Africa’s burgeoning animation scene got a boost this week with the announcement of an ambitious new partnership that will pair rising talents from across the continent with one of the world’s most prestigious animation festivals.
The initiative, dubbed Annecy — MIFA Pitches Animation du Monde — will offer a pan-African pitching competition organized by the Annecy Intl. Animated Film Festival and Market, the African Animation Network (AAN), and the Discop content market.
Over the course of two competitions taking place later this year, organizers will select a pair of African animation projects to take part in Annecy’s prestigious Animation du Monde in 2018. A series of workshops and master classes during Discop’s two editions will also bring vital skills development to a continent where formal animation training is still widely lacking.
The partnership, according to AAN project manager Nick Wilson, is an encouraging sign that the acclaimed French fest is “willing to engage more with Africa, and … support and partner on various initiatives” that he says “could be massively transformative for the African animation industry.”
Annecy’s engagement with the continent dates back to 2011, when it partnered with the French Institute and South African industry bodies for the inaugural Kunjanimation toon fest in Cape Town. Since rebranding as the Cape Town Int’l.
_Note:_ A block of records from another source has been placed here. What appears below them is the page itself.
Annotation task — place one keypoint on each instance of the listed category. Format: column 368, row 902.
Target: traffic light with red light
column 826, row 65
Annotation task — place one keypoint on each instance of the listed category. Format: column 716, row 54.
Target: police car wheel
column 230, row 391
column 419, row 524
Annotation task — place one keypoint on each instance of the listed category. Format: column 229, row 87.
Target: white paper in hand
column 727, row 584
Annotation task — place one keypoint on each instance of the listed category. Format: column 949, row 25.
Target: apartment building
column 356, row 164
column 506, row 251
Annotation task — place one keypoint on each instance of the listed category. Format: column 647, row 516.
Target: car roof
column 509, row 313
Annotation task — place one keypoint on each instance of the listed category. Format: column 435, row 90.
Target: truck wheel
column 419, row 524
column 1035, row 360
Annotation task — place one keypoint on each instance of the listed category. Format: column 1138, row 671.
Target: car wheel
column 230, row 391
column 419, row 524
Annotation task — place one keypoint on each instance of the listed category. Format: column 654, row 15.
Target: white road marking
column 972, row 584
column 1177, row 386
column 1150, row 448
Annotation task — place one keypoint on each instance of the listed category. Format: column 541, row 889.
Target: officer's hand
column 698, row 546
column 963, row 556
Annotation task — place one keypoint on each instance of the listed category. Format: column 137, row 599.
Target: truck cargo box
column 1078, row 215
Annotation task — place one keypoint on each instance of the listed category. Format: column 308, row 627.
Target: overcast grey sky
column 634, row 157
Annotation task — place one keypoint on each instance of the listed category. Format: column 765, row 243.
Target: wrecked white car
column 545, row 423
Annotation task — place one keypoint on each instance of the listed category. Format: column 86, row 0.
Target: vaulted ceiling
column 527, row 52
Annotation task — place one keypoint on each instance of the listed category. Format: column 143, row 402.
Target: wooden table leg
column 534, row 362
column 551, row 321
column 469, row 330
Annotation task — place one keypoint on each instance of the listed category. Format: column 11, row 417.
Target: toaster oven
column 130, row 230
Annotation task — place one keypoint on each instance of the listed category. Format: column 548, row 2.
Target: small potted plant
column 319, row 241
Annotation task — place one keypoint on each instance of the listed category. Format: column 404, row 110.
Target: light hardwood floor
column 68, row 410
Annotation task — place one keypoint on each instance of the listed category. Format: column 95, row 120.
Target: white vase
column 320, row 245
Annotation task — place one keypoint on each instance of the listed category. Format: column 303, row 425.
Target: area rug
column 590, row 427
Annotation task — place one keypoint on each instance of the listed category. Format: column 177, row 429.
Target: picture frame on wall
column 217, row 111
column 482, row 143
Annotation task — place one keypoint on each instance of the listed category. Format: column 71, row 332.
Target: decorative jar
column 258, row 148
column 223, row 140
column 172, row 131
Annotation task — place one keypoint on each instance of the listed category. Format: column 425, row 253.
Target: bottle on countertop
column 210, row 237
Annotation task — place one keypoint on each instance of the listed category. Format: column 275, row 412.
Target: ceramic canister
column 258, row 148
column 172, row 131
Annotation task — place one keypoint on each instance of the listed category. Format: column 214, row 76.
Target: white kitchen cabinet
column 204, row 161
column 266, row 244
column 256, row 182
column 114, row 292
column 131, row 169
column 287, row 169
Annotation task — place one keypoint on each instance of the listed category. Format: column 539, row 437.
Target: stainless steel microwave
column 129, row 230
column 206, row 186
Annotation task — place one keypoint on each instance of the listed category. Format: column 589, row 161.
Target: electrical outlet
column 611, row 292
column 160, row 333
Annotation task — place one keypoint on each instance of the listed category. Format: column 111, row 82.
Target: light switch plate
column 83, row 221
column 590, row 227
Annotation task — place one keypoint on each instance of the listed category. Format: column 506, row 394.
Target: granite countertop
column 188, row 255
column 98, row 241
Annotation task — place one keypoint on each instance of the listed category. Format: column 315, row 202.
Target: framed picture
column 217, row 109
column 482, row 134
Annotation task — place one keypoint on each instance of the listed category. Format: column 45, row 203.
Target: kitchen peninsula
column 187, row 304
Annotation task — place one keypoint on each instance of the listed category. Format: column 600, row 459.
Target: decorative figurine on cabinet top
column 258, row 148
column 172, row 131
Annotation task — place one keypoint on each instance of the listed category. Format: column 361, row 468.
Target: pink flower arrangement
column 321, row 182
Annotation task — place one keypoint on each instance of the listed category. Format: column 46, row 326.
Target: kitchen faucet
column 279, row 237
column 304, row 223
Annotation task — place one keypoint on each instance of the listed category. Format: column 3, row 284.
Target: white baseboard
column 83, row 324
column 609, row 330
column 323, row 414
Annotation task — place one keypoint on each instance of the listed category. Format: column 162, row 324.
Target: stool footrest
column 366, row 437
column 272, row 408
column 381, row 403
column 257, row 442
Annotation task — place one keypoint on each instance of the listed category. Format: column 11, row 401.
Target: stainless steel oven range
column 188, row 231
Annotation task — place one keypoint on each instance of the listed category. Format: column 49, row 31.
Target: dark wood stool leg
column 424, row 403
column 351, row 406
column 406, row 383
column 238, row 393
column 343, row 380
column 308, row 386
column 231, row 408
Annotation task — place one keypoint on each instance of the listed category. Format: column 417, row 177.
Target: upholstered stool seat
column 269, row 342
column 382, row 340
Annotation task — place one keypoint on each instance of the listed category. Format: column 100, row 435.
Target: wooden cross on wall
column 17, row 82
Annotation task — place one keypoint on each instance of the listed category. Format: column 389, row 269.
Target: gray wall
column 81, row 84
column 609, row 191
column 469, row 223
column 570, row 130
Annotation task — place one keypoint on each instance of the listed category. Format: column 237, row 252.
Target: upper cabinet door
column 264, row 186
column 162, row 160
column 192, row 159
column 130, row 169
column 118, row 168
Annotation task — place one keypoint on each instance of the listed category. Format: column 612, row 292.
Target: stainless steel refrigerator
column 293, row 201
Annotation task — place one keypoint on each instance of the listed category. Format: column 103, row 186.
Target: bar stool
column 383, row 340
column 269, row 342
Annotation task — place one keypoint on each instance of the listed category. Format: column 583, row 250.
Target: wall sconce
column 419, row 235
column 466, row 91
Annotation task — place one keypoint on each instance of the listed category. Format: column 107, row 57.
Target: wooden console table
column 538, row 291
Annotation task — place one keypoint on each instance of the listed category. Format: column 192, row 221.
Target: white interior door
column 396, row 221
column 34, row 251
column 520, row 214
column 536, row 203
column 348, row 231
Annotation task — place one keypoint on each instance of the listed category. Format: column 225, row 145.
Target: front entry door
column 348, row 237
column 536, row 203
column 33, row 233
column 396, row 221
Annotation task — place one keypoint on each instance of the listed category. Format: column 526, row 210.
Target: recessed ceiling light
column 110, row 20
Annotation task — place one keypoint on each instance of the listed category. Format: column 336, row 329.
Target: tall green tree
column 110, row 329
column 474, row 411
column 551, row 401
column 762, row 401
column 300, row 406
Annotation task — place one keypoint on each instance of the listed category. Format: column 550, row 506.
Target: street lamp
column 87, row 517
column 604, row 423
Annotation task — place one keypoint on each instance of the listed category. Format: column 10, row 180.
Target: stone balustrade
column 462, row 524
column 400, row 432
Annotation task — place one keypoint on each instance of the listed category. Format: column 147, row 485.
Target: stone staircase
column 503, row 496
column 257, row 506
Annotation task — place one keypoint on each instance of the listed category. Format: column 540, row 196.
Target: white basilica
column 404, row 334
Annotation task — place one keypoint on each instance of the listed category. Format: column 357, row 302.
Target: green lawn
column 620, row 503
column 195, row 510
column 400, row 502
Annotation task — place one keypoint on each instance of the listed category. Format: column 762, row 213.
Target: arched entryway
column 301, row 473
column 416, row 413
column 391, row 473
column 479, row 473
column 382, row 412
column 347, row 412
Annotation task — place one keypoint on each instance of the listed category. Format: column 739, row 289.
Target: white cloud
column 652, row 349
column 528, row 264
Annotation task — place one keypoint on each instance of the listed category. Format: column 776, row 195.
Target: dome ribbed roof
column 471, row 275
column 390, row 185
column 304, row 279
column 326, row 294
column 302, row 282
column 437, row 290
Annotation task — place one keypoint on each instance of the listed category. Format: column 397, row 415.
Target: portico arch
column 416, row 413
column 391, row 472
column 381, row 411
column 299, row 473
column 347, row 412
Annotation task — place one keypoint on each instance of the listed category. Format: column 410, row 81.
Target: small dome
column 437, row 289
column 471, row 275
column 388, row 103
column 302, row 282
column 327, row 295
Animation Festival, the leading showcase for animation from around the continent has also served as an important bridge between African animators and professionals from across the globe.
The collaboration with the AAN, described by Wilson as an “open-network platform” for African animators and industry associations, and Discop, the continent’s largest TV content market, reflects a shared desire to develop an infrastructure that will both identify and nurture African talent, while also offering a high-profile platform to promote their work.
As producers, broadcasters, and media execs from around the world arrive for DISCOP markets in Abidjan, Ivory Coast (May 31–June 1), and Johannesburg, South Africa (Oct. 25-27), animators will have the chance to pitch their projects to industry professionals in the company of some of the biggest names in broadcasting.
“There’s going to be a lot of conversation around African animation [at Discop],” says Wilson. “They’re allowing the African animation industry to market itself to the greater broadcast industry in Africa. That’s a massive spotlight.”
Discop has already put its considerable muscle behind African animators. Last November in Johannesburg, the market hosted a pitching competition sponsored by Turner and South African industry body Animation SA. The interest from the likes of Boomerang and the Cartoon Network underscored what Discop director Patrick Zuchowicki describes as “the phenomenal momentum of the African animation industry.”
For all the material support, though, the stamp of approval from Discop and Annecy could perform an equally important role by recognizing and endorsing the tremendous strides taken by African animators in recent years.
“Having that support allows us to have very high-level conversations with broadcasters, and potentially investors,” says Wilson. “It’s an amazing ecosystem that suddenly develops out of this support and these partnerships.”